# QtWeb Browser not working on FreeBSD



## nickednamed (Jun 28, 2012)

This isn't actually about a port as such, but I don't know where else to put this post, so if it needs to be moved, so be it.

I was using PC-BSD, which I really like, but upon reading the advice I here decided to go back to FreeBSD to learn "the basics" as it were. On PC-BSD I was using QtWeb Browser without any problems, but I can't get it to run on FreeBSD despite following the exact same procedure: Download -> unzip -> make executable -> use! I just get an error message that the file is not executable (despite *ls -l* saying otherwise).

Does anyone know why I can't use it on FreeBSD?

Sorry for the lack of links, etc, but I am "forced" to write this through Elinks


----------



## jrm@ (Jun 28, 2012)

Can you show the error message(s) and the file permissions?


----------



## SirDice (Jun 29, 2012)

It's a linux executable so you will need to have at least emulators/linux_base-f10 installed and perhaps more.


----------



## nickednamed (Jun 29, 2012)

So the QtWeb website lists PC-BSD as a supported platform because it ships with the emulators/linux_base-f10 port.

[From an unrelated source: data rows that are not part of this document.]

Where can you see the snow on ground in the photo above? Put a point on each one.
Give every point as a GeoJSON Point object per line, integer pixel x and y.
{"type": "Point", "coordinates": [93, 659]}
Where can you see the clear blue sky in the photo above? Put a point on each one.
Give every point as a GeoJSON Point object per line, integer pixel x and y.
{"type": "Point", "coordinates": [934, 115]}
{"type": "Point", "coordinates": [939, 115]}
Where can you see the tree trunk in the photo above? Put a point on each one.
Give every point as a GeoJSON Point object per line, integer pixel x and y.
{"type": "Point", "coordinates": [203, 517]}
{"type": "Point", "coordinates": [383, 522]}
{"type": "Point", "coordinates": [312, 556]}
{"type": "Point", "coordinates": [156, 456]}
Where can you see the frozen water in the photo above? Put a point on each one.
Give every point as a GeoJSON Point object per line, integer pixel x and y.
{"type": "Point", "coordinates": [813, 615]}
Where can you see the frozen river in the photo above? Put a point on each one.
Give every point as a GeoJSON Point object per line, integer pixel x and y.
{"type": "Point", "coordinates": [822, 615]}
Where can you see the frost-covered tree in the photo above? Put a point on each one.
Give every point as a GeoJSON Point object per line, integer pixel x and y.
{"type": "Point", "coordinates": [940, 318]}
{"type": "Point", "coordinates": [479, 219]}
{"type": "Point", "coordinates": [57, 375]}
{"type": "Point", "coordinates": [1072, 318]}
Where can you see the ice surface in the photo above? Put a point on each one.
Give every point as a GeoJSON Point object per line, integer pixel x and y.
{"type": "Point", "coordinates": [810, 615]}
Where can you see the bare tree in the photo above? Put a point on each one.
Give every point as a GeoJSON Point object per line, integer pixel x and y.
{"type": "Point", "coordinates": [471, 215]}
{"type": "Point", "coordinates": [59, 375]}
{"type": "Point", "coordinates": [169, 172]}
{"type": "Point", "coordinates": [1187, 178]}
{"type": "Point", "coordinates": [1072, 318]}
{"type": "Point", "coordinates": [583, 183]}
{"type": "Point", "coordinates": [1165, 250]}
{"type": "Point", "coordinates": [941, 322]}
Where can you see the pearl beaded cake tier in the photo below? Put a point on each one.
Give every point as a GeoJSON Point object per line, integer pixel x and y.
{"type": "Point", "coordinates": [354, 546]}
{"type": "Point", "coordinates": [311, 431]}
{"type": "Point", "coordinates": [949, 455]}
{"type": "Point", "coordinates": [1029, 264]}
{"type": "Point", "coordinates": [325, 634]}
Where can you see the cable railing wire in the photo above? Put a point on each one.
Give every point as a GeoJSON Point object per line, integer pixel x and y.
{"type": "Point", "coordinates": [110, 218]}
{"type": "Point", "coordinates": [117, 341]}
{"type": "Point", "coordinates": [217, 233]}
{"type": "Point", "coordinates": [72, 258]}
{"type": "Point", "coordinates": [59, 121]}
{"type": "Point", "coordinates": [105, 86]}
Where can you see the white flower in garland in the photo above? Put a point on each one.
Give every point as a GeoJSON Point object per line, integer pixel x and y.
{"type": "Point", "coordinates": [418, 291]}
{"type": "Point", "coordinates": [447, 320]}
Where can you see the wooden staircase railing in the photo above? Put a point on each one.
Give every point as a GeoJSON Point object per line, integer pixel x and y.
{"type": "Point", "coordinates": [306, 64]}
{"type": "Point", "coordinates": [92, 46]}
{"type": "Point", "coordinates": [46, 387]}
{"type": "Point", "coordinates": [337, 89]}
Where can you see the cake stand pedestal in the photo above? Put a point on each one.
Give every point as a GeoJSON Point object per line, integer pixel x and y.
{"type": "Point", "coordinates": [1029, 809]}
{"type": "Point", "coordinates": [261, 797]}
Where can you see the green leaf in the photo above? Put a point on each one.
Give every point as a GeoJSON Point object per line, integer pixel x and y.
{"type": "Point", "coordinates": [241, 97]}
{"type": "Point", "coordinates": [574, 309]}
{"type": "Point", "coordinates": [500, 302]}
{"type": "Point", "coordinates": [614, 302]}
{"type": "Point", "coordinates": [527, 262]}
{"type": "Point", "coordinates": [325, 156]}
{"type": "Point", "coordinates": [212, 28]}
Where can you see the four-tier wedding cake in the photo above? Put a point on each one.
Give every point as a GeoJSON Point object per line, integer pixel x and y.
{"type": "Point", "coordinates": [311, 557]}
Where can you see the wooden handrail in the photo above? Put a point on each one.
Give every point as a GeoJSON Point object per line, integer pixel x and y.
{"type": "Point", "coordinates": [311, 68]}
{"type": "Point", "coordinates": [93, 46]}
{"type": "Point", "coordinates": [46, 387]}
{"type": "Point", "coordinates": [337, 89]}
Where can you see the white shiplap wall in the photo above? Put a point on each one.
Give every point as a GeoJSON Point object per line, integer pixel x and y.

That's a shame because installing that defeats the purpose of a lightweight, self-contained executable. Browsers are really the only graphical application which I use so I would love to avoid installing a load of unnecessary programs.

Does anyone know of a similar, self-contained or statically compiled browser witha similar feature set? Or should I just get onto the QtWeb forum and start begging for FreeBSD support? 

Looks like it's back to www/elinks/and www/links/for me.


----------